Primeira parte da série “Vitórias sem esperança”

Hoje andei muito, como um soldado, mas pensando como um general.

Muanmar Kadafi.

É o efeito da cidade. Antes os sintomas da doença eram imperceptíveis, mas agora são quase palpáveis. Deve ser o clima, o prédio, o ônibus ou a fila da loja. Ou nada disso. É o suor nos braços, o mofo nas paredes, o zumbido do mosquito e a fila no banco. E nada disso.

O veneno jorra dos bueiros e escorre das paredes, formando um lago gigante, quase onipresente. Minha canoa: pedaços de amigos e inimigos amarrados por cordas e pensamentos. É certo que uma hora ou outra essa porcaria vai virar. É patético. Até os donos do lugar (ratos e pombos) divertem-se com o circo que administram, como se não conhecessem previamente tudo que faz parte do espetáculo. Eles podem prever até o tipo de improvisação que cada personagem é capaz de realizar. Igualmente patético – para nós e para eles.

Nada aqui faz sentido. Corre pelos becos o boato de que o que mais desagrada os quatro membros do grupo local de resistência é imaginar que este pequeno caso corre o risco de ser esquecido devido aos efeitos das insondáveis leis do acidente, do acaso e da injustiça. Desconfiam eles que esta pode se tornar apenas mais uma de outras coisas que não farão sentido em pouco tempo.

O que acontece é simples:

eu queria poder editar a cidade do meu jeito / Mas não posso.

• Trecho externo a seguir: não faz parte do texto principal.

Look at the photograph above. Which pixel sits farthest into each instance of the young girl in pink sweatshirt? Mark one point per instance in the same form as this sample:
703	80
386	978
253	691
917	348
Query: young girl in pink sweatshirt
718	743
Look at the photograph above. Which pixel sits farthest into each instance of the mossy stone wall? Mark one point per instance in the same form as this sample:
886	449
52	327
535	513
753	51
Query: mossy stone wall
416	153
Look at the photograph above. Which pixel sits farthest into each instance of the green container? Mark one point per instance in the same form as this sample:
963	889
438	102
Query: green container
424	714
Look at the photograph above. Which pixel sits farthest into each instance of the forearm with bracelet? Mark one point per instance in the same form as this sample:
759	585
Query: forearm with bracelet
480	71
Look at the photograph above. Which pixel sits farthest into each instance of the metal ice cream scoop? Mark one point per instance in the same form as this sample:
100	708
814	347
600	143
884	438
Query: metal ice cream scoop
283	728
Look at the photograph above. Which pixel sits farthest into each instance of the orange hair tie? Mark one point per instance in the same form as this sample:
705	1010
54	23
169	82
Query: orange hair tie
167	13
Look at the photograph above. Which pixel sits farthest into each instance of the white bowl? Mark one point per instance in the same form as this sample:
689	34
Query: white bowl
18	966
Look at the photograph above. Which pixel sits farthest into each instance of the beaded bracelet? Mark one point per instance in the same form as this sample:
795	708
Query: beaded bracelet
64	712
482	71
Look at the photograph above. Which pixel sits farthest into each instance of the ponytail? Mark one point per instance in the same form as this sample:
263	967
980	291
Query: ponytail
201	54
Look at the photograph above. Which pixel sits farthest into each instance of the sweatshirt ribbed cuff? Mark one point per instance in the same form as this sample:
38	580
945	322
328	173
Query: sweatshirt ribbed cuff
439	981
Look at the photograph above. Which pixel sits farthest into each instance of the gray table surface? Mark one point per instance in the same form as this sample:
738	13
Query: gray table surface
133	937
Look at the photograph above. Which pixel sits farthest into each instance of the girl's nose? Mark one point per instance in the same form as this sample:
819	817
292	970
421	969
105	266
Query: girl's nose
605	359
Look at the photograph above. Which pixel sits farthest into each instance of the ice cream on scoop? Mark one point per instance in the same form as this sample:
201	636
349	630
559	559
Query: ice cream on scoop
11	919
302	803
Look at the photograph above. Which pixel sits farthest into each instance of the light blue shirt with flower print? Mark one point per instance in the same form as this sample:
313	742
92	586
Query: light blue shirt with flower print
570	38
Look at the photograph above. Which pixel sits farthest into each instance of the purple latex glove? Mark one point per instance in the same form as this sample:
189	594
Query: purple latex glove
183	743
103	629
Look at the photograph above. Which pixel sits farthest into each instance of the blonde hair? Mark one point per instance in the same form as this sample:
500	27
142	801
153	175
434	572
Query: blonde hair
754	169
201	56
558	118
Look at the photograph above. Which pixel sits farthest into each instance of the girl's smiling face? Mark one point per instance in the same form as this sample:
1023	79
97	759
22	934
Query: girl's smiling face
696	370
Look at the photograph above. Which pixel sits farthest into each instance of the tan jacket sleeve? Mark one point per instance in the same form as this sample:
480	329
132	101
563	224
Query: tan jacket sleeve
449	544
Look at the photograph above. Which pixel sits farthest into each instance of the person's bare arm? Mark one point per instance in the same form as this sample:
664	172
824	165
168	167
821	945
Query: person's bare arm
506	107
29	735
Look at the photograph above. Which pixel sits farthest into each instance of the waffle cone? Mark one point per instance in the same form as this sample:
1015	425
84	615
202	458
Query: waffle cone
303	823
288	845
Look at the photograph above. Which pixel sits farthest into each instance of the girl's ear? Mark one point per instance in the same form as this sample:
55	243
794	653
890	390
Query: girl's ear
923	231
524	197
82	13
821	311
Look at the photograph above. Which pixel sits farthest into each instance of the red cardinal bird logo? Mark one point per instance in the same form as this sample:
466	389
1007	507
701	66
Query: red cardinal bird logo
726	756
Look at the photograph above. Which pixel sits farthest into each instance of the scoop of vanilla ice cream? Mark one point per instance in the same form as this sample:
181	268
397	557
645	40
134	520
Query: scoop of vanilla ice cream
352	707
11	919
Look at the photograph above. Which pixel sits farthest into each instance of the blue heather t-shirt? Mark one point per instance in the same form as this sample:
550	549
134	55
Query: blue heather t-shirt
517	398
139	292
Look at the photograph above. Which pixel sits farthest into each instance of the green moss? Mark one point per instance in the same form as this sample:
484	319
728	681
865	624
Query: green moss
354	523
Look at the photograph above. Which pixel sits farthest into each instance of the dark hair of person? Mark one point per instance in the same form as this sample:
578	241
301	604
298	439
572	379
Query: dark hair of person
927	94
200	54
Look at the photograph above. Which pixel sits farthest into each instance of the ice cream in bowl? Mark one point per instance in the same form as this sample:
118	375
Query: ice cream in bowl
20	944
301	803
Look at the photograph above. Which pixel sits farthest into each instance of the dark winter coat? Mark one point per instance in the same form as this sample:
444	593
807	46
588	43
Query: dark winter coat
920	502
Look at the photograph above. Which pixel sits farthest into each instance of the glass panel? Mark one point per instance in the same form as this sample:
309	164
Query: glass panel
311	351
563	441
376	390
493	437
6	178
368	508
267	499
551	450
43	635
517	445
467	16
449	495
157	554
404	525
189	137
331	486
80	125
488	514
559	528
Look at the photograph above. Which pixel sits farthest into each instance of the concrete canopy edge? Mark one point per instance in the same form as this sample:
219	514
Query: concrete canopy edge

Dessa forma, pessoas e esquinas merecem a violência da minha vingança, que crescerá com o fogo e a fúria do inferno. Não consigo sequer chorar por elas. Estas esquinas e estas pessoas não merecem. O plano é simples: destruir tudo e partir rumo ao oeste.

Mas se tudo der errado, querido diário, é bom deixar avisado. Acostume-se com a ideia de que esta noite pode ser a nossa última.